Part of that ugliness is the fact that tenants are trying to get concessions and rent breaks in this environment. “The pressure on rents is intense,” Hankowsky said. “Every deal is a fight.”

The area where Liberty, the owner of 77 million square feet of office and industrial, is seeing its toughest occupancy challenges is in the big box industrial sector, with single-use buildings more than 500,000 square feet that are normally housed by retailers or consumer-products companies. “These guys, fundamentally, are almost extinct in the market,” Hankowsky said. Liberty’s overall occupancy came in at 89.4%, down from 90.1% during the prior-year period.

There is some good news, though. On the plus side, tenant distress is down, Liberty executives said, and a lot of subleasing activity is taking place in the portfolio.

Additionally, Liberty was able to raise cash during the quarter.
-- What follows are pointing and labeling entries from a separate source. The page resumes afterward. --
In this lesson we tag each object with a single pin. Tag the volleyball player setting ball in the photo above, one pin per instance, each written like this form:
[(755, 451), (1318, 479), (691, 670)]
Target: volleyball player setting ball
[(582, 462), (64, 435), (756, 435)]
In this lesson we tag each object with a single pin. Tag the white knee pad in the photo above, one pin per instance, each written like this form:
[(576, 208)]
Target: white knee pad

The company sold $35 million of assets in the second quarter and $11 million since then, bringing it to about $91 million for the year on the way to its goal of $160 million in all of 2009. Through asset and stock sales, Liberty so far has raised $660 million this year.

Despite some distressed properties coming on the market, Liberty executives aren’t planning any acquisitions this year. But that could change depending on the environment. “We anticipate there might well be opportunities,” said Hankowsky.

Liberty’s earnings per share came in at 35 cents during the second quarter, up from 34 cents during the same year-ago period. FFO per share was at 72 cents, down from 80 cents.